Are the most effective solutions sometimes the simplest? For ADHD kids and their parents alike, the answer is Yes.
by Sarah Kaczmarek
Here we are, more than a week after Christmas, and my front room looks as though I run a full-fledged daycare center.
I’ve resolved myself to the fact that my furniture will remain piled elsewhere until my girls finish playing with toys. I’ve resolved myself to the fact that we’ll need to find homes for the many (MANY) new gifts they received. And I’ve shirked off some of the associated stress thinking about the fact that my ADHD daughter Hadley has already spent more time drawing on her new art easel than she has playing with any other toy.
Another favorite: The matching Twinkle Toes Sketchers, which I clearly did not think out. Hadley gets into trouble with flip flops at school; I can only imagine what will happen when she returns to the classroom in shoes that light up each time you walk.
My biggest immediate regret: The Tinkerbell alarm clock that arrived with a scratch on the front. Upon opening it, Hadley said, “You should have bought a Princess alarm clock to match my room.” Strike One.
I set the alarm clock and tuck Hadley into bed around 7:30 pm after a long Christmas day. Two hours later, I return upstairs to find her alarm has been going off for an hour and a half – and she’s still sound asleep. What a waste of $14, I think. Strike Two.
Two nights later, Hadley wants to set her alarm. I don’t tell her the buzzer isn’t very loud. I don’t tell her I think the thing is worthless. She’s so excited to have her own alarm clock I don’t want to burst her bubble. I set the alarm for 6:00 am and give myself a mental reminder to check on her in the morning. Before we head to bed Lenny says, “That thing is never going to wake her up.”
In the morning, I enter Hadley’s room expecting to find her sound asleep.
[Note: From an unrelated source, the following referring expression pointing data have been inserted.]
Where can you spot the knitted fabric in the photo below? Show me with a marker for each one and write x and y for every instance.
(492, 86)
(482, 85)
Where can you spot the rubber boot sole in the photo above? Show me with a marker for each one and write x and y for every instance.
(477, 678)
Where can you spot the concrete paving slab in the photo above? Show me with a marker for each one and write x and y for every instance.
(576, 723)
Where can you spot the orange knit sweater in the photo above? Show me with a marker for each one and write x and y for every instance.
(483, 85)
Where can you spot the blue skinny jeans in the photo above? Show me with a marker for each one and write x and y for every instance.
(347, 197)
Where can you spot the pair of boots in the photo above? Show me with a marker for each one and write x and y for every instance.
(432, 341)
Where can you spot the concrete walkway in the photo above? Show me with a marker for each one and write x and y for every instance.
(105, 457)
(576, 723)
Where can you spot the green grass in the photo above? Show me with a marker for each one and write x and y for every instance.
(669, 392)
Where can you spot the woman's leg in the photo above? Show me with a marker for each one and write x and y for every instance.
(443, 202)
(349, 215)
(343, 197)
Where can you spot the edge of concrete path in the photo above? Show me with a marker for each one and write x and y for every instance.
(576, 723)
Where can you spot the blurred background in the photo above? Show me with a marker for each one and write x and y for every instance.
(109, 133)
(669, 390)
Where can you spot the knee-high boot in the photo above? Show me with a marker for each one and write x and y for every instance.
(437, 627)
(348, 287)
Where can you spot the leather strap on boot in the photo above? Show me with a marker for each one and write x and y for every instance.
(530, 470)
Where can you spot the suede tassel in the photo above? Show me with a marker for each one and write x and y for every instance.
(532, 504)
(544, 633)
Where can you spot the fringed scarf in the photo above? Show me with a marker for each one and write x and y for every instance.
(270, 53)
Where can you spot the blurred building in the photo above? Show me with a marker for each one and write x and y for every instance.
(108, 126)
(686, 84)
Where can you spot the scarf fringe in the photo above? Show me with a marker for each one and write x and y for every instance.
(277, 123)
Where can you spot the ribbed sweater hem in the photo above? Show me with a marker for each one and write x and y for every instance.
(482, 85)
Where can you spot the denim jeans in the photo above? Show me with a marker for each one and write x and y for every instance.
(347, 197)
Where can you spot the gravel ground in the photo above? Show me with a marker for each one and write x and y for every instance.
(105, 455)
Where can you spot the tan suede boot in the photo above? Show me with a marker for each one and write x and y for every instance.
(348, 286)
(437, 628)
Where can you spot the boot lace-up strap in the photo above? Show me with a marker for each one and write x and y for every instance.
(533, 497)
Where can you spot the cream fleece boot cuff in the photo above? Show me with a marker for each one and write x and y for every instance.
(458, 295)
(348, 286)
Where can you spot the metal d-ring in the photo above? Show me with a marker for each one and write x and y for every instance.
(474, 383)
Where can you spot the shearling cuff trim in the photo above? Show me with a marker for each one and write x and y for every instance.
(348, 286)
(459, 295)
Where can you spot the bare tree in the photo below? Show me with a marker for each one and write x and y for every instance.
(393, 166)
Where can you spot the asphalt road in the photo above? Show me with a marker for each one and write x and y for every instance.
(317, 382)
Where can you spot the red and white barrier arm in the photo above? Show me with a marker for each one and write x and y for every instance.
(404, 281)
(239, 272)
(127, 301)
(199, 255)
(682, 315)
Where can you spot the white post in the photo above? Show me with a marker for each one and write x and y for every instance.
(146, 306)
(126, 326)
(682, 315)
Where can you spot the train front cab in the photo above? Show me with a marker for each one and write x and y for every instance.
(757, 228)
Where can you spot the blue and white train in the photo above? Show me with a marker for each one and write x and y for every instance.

Instead, she is sitting upright in bed excited to start the day with Tinkerbell. She’s fully alert and chipper. I thought for sure it was a fluke, but the same thing happened the next day. Home run? We’ll see...
Mornings used to be a stressful string of pleas to “Hurry, Hadley” and “C’mon, Hadley, let’s go.” A year ago, I finally figured out that I needed to start my day much earlier. Now I assume it’s going to take an hour to get her out of bed, dressed, hair brushed, and teeth brushed. Most days we get it done – slowly.
But now I’m wondering why we didn’t try an alarm clock earlier. How many morning battles could have been avoided by a simple alarm? I get so consumed by trying “strategies” sometimes that I lose sight of the obvious.
When Hadley’s alarm sounded, the bells went off. I realized that sometimes it makes more sense to keep it simple. That waste of money has, in fact, taught me an invaluable lesson.